Ela fazia o trabalho de desembaraçar tão ansiosa que sentia quebrar alguns fios, e para tentar ser mais rápida começou a puxar mais tufos por vez, o que causava maiores problemas, visto que doía e criava novos nós onde já estava desembaraçado, e isso a deixava em maior pênico e ela começava a chorar, com as lágrimas descendo pelo rosto, entrando pela boca, indo pelas bochechas, se misturando ao creme que estavam a pele, misturando-se com a água quente.
Ela até chegou a pensar que conseguiria, mas quando o chegou na nuca, a pior parte do processo, não houve aviso, a porta foi aberta com força e bateu na parede. Marcela não podia trancar a porta do banheiro.

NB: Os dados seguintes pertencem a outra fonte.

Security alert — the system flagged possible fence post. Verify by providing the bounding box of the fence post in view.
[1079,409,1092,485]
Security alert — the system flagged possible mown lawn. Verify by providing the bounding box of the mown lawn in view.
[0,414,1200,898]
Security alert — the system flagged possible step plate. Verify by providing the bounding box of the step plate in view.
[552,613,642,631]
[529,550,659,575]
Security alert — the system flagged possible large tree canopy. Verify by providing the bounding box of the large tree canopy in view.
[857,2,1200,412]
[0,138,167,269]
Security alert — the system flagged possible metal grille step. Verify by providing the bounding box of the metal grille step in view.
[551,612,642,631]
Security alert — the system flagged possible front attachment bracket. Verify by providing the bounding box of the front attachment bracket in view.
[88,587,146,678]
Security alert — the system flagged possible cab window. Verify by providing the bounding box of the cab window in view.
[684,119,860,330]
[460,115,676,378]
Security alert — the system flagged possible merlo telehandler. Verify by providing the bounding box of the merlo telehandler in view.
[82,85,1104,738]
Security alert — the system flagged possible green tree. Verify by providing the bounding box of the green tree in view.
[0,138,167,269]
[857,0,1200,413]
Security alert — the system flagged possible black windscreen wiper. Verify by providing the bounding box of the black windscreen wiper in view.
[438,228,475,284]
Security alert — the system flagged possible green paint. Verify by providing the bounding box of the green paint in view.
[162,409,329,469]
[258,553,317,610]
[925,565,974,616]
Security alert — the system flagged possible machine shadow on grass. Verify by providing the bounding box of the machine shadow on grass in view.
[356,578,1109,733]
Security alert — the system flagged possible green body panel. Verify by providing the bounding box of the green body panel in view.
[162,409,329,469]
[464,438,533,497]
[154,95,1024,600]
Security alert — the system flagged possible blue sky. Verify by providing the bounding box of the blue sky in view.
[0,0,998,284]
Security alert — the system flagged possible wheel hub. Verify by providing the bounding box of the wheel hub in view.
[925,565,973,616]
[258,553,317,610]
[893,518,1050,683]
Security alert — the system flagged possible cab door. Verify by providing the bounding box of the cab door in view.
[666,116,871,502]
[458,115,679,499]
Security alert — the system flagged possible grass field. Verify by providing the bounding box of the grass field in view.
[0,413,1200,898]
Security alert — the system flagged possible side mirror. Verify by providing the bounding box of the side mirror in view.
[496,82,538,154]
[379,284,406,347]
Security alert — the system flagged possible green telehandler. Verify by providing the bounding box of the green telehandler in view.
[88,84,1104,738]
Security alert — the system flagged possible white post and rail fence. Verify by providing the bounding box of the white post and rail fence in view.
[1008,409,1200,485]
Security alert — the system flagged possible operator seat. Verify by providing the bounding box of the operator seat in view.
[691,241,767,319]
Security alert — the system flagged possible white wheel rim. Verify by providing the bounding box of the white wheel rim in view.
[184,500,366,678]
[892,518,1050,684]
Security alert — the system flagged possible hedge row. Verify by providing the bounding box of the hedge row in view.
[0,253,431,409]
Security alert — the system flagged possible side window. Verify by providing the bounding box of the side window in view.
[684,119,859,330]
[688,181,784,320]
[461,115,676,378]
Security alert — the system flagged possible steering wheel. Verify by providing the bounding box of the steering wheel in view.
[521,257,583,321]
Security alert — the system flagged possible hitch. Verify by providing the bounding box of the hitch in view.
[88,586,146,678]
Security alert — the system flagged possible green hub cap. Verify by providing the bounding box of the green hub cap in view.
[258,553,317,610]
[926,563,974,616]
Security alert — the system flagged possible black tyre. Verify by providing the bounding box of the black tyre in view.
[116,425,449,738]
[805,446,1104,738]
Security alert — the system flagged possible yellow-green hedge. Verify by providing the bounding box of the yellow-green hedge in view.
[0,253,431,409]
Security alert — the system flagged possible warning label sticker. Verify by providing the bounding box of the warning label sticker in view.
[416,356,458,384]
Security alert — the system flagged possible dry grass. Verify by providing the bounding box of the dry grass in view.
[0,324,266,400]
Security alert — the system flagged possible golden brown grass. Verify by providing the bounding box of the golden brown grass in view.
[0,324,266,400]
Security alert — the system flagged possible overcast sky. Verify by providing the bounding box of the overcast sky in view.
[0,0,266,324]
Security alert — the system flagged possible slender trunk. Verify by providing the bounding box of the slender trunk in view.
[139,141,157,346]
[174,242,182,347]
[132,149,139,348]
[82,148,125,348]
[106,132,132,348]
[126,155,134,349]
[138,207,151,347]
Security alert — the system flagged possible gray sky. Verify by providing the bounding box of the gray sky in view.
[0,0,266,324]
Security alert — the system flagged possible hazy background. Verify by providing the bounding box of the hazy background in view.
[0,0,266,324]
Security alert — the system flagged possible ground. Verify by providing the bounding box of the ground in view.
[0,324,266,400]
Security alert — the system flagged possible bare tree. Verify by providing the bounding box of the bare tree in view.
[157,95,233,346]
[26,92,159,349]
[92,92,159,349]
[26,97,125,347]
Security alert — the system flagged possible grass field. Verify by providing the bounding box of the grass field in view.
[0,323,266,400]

OS gritos foram quase ao pé do ouvido, o homem vociferava e Macela ficou semiconsciente, não entendia o que ele falava, não foi agredida fisicamente, nem mesmo ele abriu o box, ela o fez, pegou a toalha, desligou o chuveiro e se enrolou na toalha, saiu do box e foi escoltada por uma chuva de injurias paternas sobre a sua falta de respeito em usar o chuveiro por tanto tempo, de queimar o dinheiro que ele ganhava, em ignorar as ordens dele e ela entrou em seu próprio quarto e trancou a porta, lá fora ele continuou, ela chorava e voltava a sim do Pânico que sofre, seu coração estava tão acelerado que lhe faltava sangue no cérebro, ela achou que ia desmaiar e deitou-se na cama, molhando tudo, cobertores e lençóis, e aos poucos a respiração foi voltando ao normal, a tremedeira foi passando, a vista foi voltando ao normal, e então ela levantou e se olhou no espelho.
Seus cabelos longos eram assim pois seu pai não lhe deixava cortar, uma garota de treze anos não tinha dinheiro para pagar um cabeleireiro e as pontas não eram certas, passava anos sem cortar até as pontas, pois não havia cuidado da parte dos pais para com isso, apenas a regulamentação do fato de que ela não devia ter cabelos curtos NUCA. Seu pai não gostava.
Ela ligou o rádio, passava uma música antiga, ela gostava daquela rádio com músicas antigas. Era Raul Seixas dizendo que calçava 37. Ela aumentou bastante o volume para tentar afundar seus pensamentos em um lugar longe da realidade, mas na verdade só conseguiu que seu pai viesse vociferar à porta dizendo que ela estava louca de colocar aquela música, e outras coisas. Ela aumentou mais.
Sentou diante do espelho e pensou: tudo isso porque não consigo desembaraçar o cabelo de outro jeito. Pegou a escova e tentou desaninhas os nós da nuca, até que começou a arrancar os fios, aos tufos, a dor era tanta que ela não sabia como resolver aquilo. O pense ficou preso no tufo, provavelmente ela não estava fazendo aquilo direito.
Marcela pegou a tesoura da escola e começou pela frente, cortando o cabelo, em quantidades diferentes a cada pegada, pois não estava medindo, os fios separados do couro se espalhavam pelo chão. Ela conseguiu tirar todo o grosso e se deitou na cama. Dormiu.
Tempos depois seu pai descreveria a situação como sendo uma frescura rebelde de garotinha, que ela tinha cabelos lindos, e agora nunca mais deixava passar do ombro, fora todo aquele tempo que passou raspando com a gilete dele escondida. Ela ficou careca por meses. Um absurdo, nem mesmo parecia ser a sua filha.